Imagine a more substantial example though. Perhaps you have a test that checks that some file written in a binary format is correct, and gives names (creative elements) to each field of the format that it prints when you mess up the field, and has comments describing why the bytes are laid out like they are (the comments being copyrightable even if the facts they describe aren't), and the LLM copies those field names and comments verbatim... Now it's quite likely that the LLMs work is a derivative of the test suite.


> Doesn't infringe upon copyright period, because there's no creative element in that work.

There's likely a threshold at some point. It's helpful to look at a minima and then continue from there though.

I'm curious if there's case law that supports your assertions here?


For that assertion in particular I believe I'm practically parroting a ruling by the district court in Oracle vs Google about some extremely simple Java functions that Oracle claimed Google copied. Though I can't say I checked to make sure I'm remembering right.

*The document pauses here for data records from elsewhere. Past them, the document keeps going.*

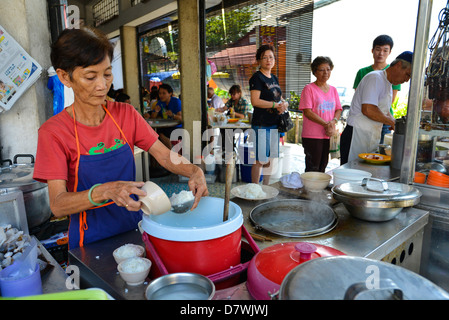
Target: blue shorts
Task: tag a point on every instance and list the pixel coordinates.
(266, 142)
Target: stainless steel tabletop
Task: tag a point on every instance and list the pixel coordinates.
(352, 236)
(380, 171)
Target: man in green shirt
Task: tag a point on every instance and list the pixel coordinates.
(382, 47)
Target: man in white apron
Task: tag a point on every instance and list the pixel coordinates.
(370, 107)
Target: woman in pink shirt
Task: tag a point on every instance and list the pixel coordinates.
(321, 109)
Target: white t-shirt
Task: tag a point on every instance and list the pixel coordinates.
(373, 87)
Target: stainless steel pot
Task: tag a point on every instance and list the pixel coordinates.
(375, 199)
(14, 177)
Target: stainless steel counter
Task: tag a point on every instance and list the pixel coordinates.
(352, 236)
(380, 171)
(434, 264)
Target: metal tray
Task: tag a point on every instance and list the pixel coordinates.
(294, 218)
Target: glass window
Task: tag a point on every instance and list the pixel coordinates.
(234, 32)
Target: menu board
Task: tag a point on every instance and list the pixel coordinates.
(18, 70)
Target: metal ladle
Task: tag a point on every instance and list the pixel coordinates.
(183, 207)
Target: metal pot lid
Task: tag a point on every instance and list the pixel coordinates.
(276, 261)
(347, 277)
(376, 189)
(294, 217)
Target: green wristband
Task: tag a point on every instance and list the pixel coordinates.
(90, 196)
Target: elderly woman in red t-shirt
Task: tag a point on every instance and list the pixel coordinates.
(86, 153)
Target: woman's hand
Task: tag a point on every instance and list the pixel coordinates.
(282, 106)
(329, 128)
(119, 192)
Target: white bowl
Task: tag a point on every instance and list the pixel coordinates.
(118, 259)
(315, 181)
(349, 175)
(134, 278)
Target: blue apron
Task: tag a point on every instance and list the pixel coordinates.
(108, 220)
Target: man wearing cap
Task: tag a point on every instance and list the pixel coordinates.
(370, 108)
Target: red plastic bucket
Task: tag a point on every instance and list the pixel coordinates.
(197, 241)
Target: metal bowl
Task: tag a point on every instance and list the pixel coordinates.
(180, 286)
(369, 210)
(380, 202)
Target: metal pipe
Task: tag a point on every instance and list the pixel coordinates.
(416, 91)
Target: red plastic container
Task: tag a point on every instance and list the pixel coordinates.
(203, 257)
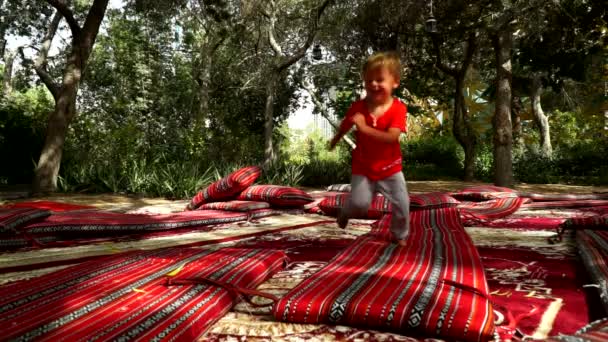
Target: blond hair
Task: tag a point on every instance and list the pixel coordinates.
(389, 60)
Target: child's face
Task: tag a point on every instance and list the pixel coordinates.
(379, 84)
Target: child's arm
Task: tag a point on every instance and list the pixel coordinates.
(345, 126)
(392, 135)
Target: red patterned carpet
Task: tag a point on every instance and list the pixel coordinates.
(538, 289)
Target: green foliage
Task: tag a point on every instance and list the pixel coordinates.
(436, 157)
(581, 163)
(22, 118)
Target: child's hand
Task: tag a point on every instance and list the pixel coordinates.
(332, 143)
(359, 120)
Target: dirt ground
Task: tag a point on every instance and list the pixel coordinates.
(110, 201)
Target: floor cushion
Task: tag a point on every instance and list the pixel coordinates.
(434, 285)
(226, 188)
(276, 195)
(165, 294)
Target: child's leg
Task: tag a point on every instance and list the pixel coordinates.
(359, 201)
(395, 190)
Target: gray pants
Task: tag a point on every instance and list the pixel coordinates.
(393, 188)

You're recalling it right, but there's a nice quote from Judge Alsup in that case that talks about this exact situation:

> “So long as the specific code used to implement a method is different, anyone is free under the Copyright Act to write his or her own code to carry out exactly the same function or specification...”

Here given that this is rust and the original expression is C, the implementations cannot be the same by definition.

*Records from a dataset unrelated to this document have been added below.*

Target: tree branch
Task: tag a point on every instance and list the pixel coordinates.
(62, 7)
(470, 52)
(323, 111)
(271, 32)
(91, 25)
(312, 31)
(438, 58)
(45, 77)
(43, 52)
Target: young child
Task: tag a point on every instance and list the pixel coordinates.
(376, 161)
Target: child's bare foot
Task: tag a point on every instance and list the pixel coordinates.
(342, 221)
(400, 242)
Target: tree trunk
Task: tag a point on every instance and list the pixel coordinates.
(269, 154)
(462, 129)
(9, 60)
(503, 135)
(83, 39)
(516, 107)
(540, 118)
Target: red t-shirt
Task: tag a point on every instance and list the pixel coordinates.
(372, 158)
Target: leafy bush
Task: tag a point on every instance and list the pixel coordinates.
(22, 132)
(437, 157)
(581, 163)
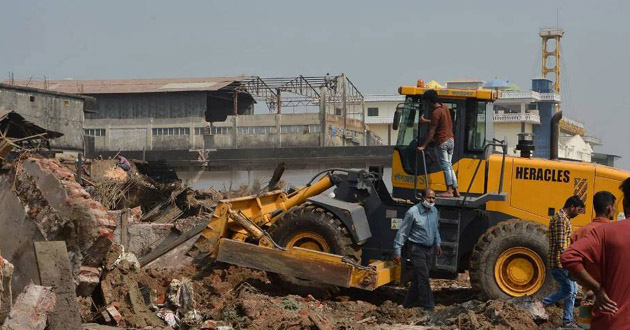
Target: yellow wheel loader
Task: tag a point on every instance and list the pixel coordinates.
(497, 230)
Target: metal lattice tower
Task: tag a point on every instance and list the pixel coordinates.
(548, 35)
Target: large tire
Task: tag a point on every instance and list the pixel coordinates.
(320, 230)
(510, 260)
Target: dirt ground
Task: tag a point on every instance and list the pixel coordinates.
(226, 295)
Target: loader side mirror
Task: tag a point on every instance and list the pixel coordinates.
(275, 178)
(397, 115)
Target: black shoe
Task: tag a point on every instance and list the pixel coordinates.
(571, 325)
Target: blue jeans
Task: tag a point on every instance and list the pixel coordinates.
(445, 157)
(567, 292)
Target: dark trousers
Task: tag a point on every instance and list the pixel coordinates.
(419, 293)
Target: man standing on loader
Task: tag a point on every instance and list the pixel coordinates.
(559, 241)
(420, 235)
(441, 133)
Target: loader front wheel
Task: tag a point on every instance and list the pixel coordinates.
(509, 260)
(311, 227)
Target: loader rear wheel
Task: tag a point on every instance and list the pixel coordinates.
(509, 260)
(313, 228)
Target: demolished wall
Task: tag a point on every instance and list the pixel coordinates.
(44, 202)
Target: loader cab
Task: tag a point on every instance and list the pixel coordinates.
(471, 112)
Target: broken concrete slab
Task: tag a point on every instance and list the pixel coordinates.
(41, 200)
(95, 326)
(17, 244)
(55, 271)
(89, 278)
(6, 299)
(142, 237)
(32, 308)
(119, 284)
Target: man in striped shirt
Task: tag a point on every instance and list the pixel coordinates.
(559, 241)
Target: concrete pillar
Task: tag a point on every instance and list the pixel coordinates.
(108, 136)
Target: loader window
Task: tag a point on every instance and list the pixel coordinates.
(408, 129)
(475, 126)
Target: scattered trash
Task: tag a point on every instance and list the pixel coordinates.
(169, 317)
(31, 309)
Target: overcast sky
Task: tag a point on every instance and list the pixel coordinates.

That's essentially the same thing as modding a game, though. I know there have been lawsuits to stop modding, but I don't think any were successful.

I'd challenge you here to think about this in terms of the legal aspects rather than reaching specifically for similarities as similar is often meaningless in the law or contracts when specific acts are codified rather than generalized ones.

I'd say what we're talking about here is probably a fair bit different to modding a game in most aspects.


I haven't followed any relevant cases but I would be surprised if there's any serious dispute that the common methods of modding games generally create derivative works. I think the dispute would be downstream of that as to whether or not the mods are covered by fair use.

If you did it in a loop until the test passed, maybe?

Your result is essentially impossible without the original. With ffmpeg, your result does not depend on ffmpeg specifically - you can use any video creation tool.


Repetition isn't really a factor in deciding whether something is infringing or not - check the copyright law in your jurisdiction. Here if you look specifically at what an LLM's sampling stage is doing, it's choosing non infringing tokens (i.e. rust source code) over infringing ones (i.e. C source code). So it's making an intentional choice to do something similar rather than creating something that has the same expression. That doesn't seem like it's copyright infringement to me.

A GPL tool that processes data doesn't virally transfer the license to its output. Copyrighted ffmpeg code isn't incorporated into the video output. The LLM didn't just conjure up equivalent behavior to git without ingesting the code and transforming it as new output. There is no other behavioral description that would reproduce all needed functionality.

> There is no other behavioral description that would reproduce all needed functionality.

Tests often are exactly the information necessary to understand exactly what the output should be. See https://github.com/git/git/blob/master/t/t0000-basic.sh for an example of how detailed these tests are.

It would be reasonable to point an LLM at these and use them with a basic knowledge of git to produce a rust version of git in a non-infringing manner.

If you did this manually it would take a long time.


Medium, substitutibility, basics of copyright law.

Fair point on medium - this was a lazy example.

Substitutibility probably doesn't apply here in the way you're implying and if it did it would likely be hampered by the 9th circuits findings about transformation in sony v connectix. Arguments here likely would look at rust not having a stable ABI, and hence not being inherently substitutable as a libray (grit-lib), less clear as an executable (grit-cli) on that side

basics of copyright law - the fundamental thing being protected is the expression... is a rust program's expression the same expression as a c program? I'd say generally not.


The test suite could test aspects of the architecture/design of the codebase that are not necessary for interoperability and constitute novel expression of a piece of software in a way that is not at all language specific.

By definition a test suite is about testing interoperability with the test suite. An HTTP test suite should likely test for whether response code 418 is implemented a particular way and while humorous it would still be an interop test no?

No, the git test suite is about testing the git codebase. If you want something like that, you need a conformance suite, which does not exist for git.

If feeding the source code through a complier yields a derivative work, why wouldn't feeding it to an LLM give the same result?

Because compilers and LLMs do different things, and what is done matters, so you can't reason by stepping from one to the other.

Compilers don't axiomatically yield derivative works, they simply in practice do because for non-trivial programs they preserve copyrightable elements of the work in the output.


Well compilers are a mechanical transformation and if that were sufficient to free you of IP law then IP law wouldn't work.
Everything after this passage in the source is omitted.